凶悪犯罪者バトルロイヤル 第151話

 宮崎勤は、己の分身を襲うあまりに痛みに、悲鳴を発しながら転げまわっていた。激しく動いたため、おむつははずれ、カラオケボックス内は、粘着質の高い便がそこここに付着し、異臭に満ちた、地獄絵図のような空間となっていた。

「ああっ!ああっ!痛いよう、痛いよう!」

 僕は痛みを発する「毒魔羅」を、ひとまず、マキが飲んでいたメロンソーダに浸して冷却した。しかし、「毒魔羅」は徐々に腫れあがり、痛みを増すばかりである。

 限界だった。もはや、マキを殺すどころの話ではない。ただちに適切な治療を受けなければ、痛みで発狂してしまいそうだ。だけど、救急隊員に、うんちに塗れたこの部屋を見られるのは嫌だ・・。

「どうしたらいいんだっ!!」

 困っていると、携帯電話が鳴動した。ディスプレイを確認すると、「山地くん」との表示。そうだ、山地くんなら、何かいいアドバイスをくれるかもしれない。相談してみよう。

「やあ、宮崎くん。今、なにしているんだい」

 別に悪意があって内緒にしていたわけではないが、山地くんには、今日のデートの予定は伝えていなかった。

「あっあっあっ。それどころじゃなくなったんだっ。勝つために明日を捨てたら、ちんちんが痛くなっちゃったんだ」

「そうか。ちんちんに毒を仕込んだら、女の子に入れる前に、痛くなっちゃったんだね」

 山地くんは毒魔羅のことも知らないはずなのに、どうして今の説明で分かったのか。やはり山地くんとは、まさに僕と以心伝心の、理想の友人である。

「ちょっと待ってて。僕が薬を持って、そっちに行くよ」

「あっあっあっ。それは、それは嫌なんだっ」

 山地くんに、毒魔羅を治してもらいたい気持ちはある・・。しかし、いくら親友の山地くんとて、うんち塗れのこの部屋を見られるのには抵抗があった。

 電車の中で堂々とうんちを漏らすことはしたい僕だったが、カラオケボックスにぶちまけてしまったうんちを見られるのは恥ずかしい。矛盾しているようで、矛盾してはいない。問題は、自分の意志で漏らしたのか、意志に反して漏らしたのか、ということだ。自分で自殺するのはいいが、前上博に自殺サイトで釣られて殺されるのは嫌だ。つまりはそういうことである。

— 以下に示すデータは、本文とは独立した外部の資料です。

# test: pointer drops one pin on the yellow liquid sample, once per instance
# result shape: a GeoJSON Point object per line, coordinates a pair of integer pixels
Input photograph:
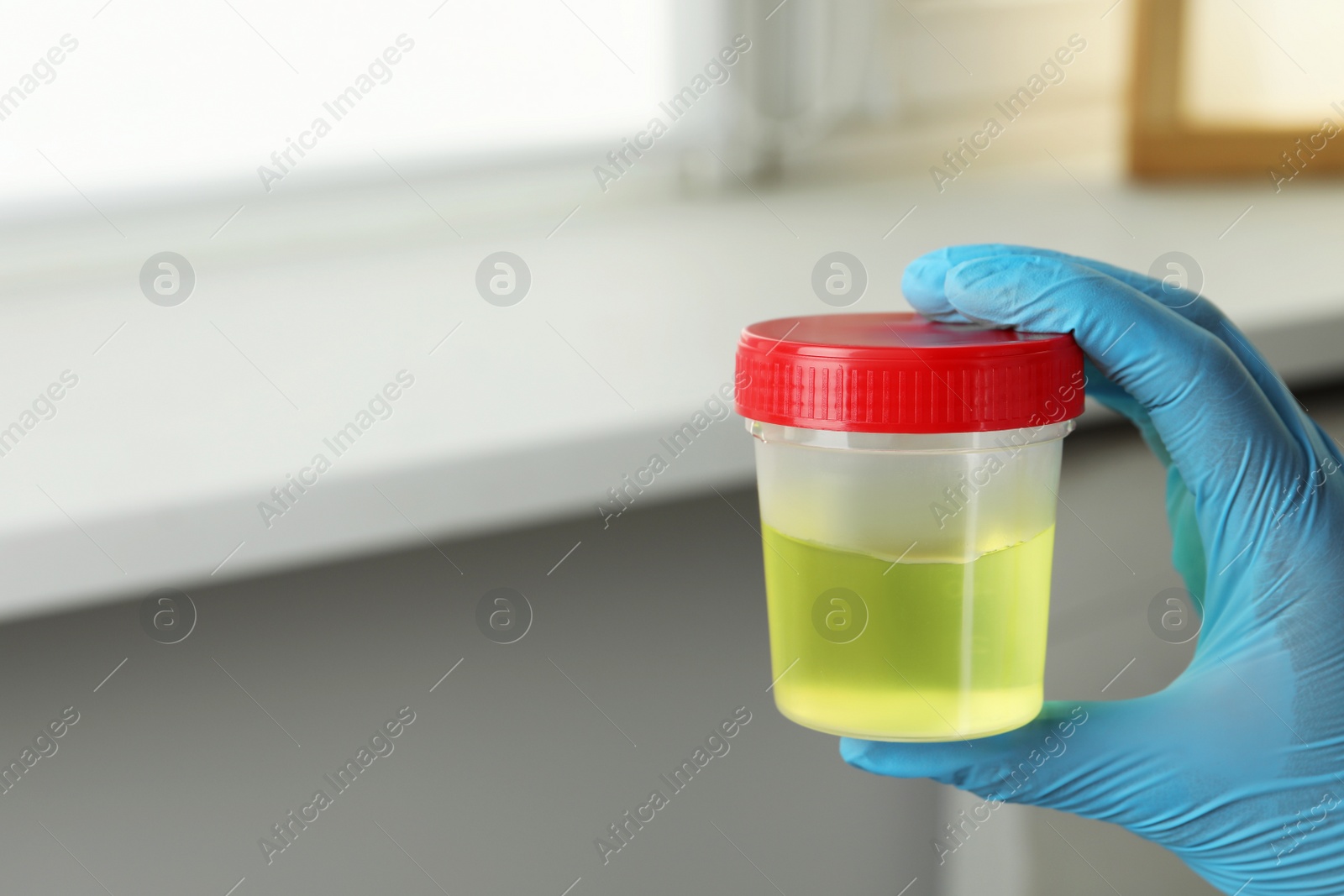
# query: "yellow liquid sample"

「どうしてなんだい。ひょっとして、うんちやおしっこを漏らしたから、僕を呼びづらいのかい?」

 山地くんは、いったいどこまで僕のことを知り尽くしているのか。なぜ、説明してもいないのに、そんなことまでわかるんだ。

「あっあっあっ。僕は、僕はっ」

「うんちを漏らしたことくらい、気にすることはないよ。かの徳川家康だって、三方が原の合戦のとき、武田信玄に負けてうんちを漏らしたんだよ。徳川家康は、そのときの敗戦を教訓とし、天下を取るまでに成長したんだ。つまりうんちを漏らした宮崎くんは、天下人の器ってことだ。宮崎くん、かっこいい~」

「あっあっあっ。じゃあ、頼むよ」

 山地くんにそう煽てられて、僕はついに山地くんを、この場に招くことを決めた。そうか、僕は徳川家康だったのか。ならば、いつか必ず、天下統一できるじゃないか。嬉しくなってしまった僕にとって、うんちがそこらじゅうにくっついた部屋を見られることくらい、なんでもなかった。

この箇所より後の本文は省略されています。